Over a quarter of Tory councilors support further privatisation of the NHS

Reforms by this government have already seen huge increases in the amount of private patient income brought in by NHS hospitals


The Tories’ plans for the NHS include a double deceit. Not only will they double the pace of cuts next year, putting the health service in crisis, but they cannot say where a single penny of promised extra spending will come from.

And today, new research by the Labour party shows a mood in the Tory party which will dismay supporters of the NHS. A survey of Tory councilors on their plans for future funding shows that more than a quarter are willing to admit they support plans for further changes and privatisation.

Out of 115 respondents to an email sent by Labour students:

 A total of 26 support introducing charges for NHS services

·A further 12 support privatisation or increased use of the private sector

Another six want to make cuts to the NHS

This is significant because the current cohort of Conservative councilors is likely to make up a large part of the next crop of Conservative MPs.

Labour students asked the councilors whether spending on the NHS could continue to increase in the next parliament, whether a spending ring-fence is sustainable over the long-term, what the role of the private sector in the NHS should be, and whether the government should consider charging for some NHS services in the future.

Here are some extracts from the responses:

“Means testing is emotive so is queue jumping. But in our present state both seem to me to be fairly acceptable.”

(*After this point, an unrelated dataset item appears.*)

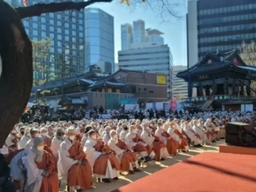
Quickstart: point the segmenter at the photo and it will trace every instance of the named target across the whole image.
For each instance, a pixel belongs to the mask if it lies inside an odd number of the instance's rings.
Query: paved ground
[[[153,164],[152,166],[142,168],[142,171],[140,172],[136,173],[133,175],[121,175],[120,179],[118,180],[113,181],[111,183],[97,183],[96,182],[95,178],[94,178],[93,188],[91,190],[86,190],[86,192],[110,192],[122,186],[150,175],[158,170],[186,160],[198,154],[206,151],[218,152],[219,152],[219,146],[224,142],[224,141],[222,140],[217,142],[217,143],[212,144],[210,145],[204,146],[200,148],[190,148],[190,151],[187,153],[181,152],[176,156],[173,157],[170,157],[168,159],[160,162],[156,162],[155,164]],[[64,191],[64,187],[62,186],[61,188],[62,190],[60,191]]]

“We cannot carry on providing universal free services for all manner of peripheral pseudo conditions.”

“I feel that we should encourage and support the private sector.”

One councilor seemed to express support for allowing foreign contractors to access the NHS – something that many anti-TTIP campaigners have long been concerned about:

“I firmly believe a successful 21st century NHS must play a role in commissioning healthcare with external partner in the private sector and even abroad.”

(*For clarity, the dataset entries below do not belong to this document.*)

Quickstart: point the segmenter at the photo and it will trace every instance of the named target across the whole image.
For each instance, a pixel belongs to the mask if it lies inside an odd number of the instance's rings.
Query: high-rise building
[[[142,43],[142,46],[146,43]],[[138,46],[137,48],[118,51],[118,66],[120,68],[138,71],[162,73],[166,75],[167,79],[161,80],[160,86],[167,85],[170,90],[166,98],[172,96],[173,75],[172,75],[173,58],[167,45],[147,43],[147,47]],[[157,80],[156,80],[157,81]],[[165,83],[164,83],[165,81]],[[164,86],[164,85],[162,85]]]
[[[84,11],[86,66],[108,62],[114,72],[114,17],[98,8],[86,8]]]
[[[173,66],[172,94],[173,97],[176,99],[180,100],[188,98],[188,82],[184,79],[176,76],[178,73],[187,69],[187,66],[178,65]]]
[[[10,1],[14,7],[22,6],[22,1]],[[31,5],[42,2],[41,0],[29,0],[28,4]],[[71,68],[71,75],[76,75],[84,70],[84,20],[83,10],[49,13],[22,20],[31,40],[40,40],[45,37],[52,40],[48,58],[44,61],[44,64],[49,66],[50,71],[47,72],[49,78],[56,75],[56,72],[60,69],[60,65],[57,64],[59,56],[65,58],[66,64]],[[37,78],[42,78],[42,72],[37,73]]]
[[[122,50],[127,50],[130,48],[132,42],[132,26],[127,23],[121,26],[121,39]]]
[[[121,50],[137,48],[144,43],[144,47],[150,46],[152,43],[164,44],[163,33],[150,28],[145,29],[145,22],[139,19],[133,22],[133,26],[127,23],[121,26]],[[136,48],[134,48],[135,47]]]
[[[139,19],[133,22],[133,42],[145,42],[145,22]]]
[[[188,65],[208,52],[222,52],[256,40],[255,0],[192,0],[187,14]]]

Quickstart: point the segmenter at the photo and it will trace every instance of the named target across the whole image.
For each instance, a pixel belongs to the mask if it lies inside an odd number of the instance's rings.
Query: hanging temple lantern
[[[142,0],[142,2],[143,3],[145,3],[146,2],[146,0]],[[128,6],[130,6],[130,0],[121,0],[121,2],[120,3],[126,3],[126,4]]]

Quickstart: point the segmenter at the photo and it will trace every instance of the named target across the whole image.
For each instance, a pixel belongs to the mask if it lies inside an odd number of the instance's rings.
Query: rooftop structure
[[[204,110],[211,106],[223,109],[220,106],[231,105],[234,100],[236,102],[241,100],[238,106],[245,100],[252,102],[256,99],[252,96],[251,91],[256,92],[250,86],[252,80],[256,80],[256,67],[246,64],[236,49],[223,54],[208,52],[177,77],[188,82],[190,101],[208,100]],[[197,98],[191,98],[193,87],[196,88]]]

The Tories’ extreme spending plans take total spending to 36.0 per cent of GDP in 2019/20. OECD data shows that all of those countries which have levels of public spending at 36 per cent or less as a share of GDP have greater out-of-pocket expenditure as a share of final household consumption than the UK.

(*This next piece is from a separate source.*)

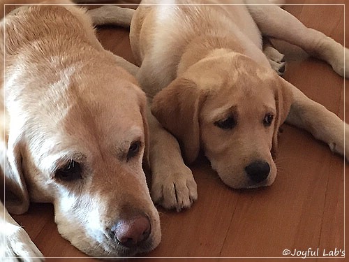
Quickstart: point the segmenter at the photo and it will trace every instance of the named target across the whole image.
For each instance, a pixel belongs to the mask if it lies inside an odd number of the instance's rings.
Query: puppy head
[[[94,256],[132,256],[161,240],[142,168],[145,96],[110,66],[62,72],[35,88],[27,80],[30,92],[8,95],[12,166],[32,200],[54,203],[62,236]]]
[[[290,106],[280,78],[231,53],[205,58],[159,92],[151,111],[179,140],[187,162],[201,147],[233,188],[272,184],[277,134]]]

A recent letter to the Guardian, signed by more than 100 healthcare professionals, stated that government reforms in 2012 have led to ‘the rapid and unwanted expansion of the role of commercial companies in the NHS’.

Freedom of Information requests by the Labour Party have revealed that this government’s reforms, including the lifting of the Private Patient Income PPI cap have seen NHS hospitals increase their private patient income by some 10 per cent since 2010. This has seen some hospitals increase their private income by up to 40 per cent.

Speaking at the launch of Labour’s NHS week today, shadow health secretary Andy Burnham will say:

“This is the real face of the Tory Party. They have let the cat out of the bag – five more years of David Cameron means more NHS privatisation and charging.

“It is clear that, just like last time, Cameron’s NHS promises have an expiry date of election day stamped on them. He promised no top-down reorganisation and brought forward the biggest-ever top-down reorganisation. If he gets back in, the NHS will be sunk by a toxic mix of cuts and privatisation.”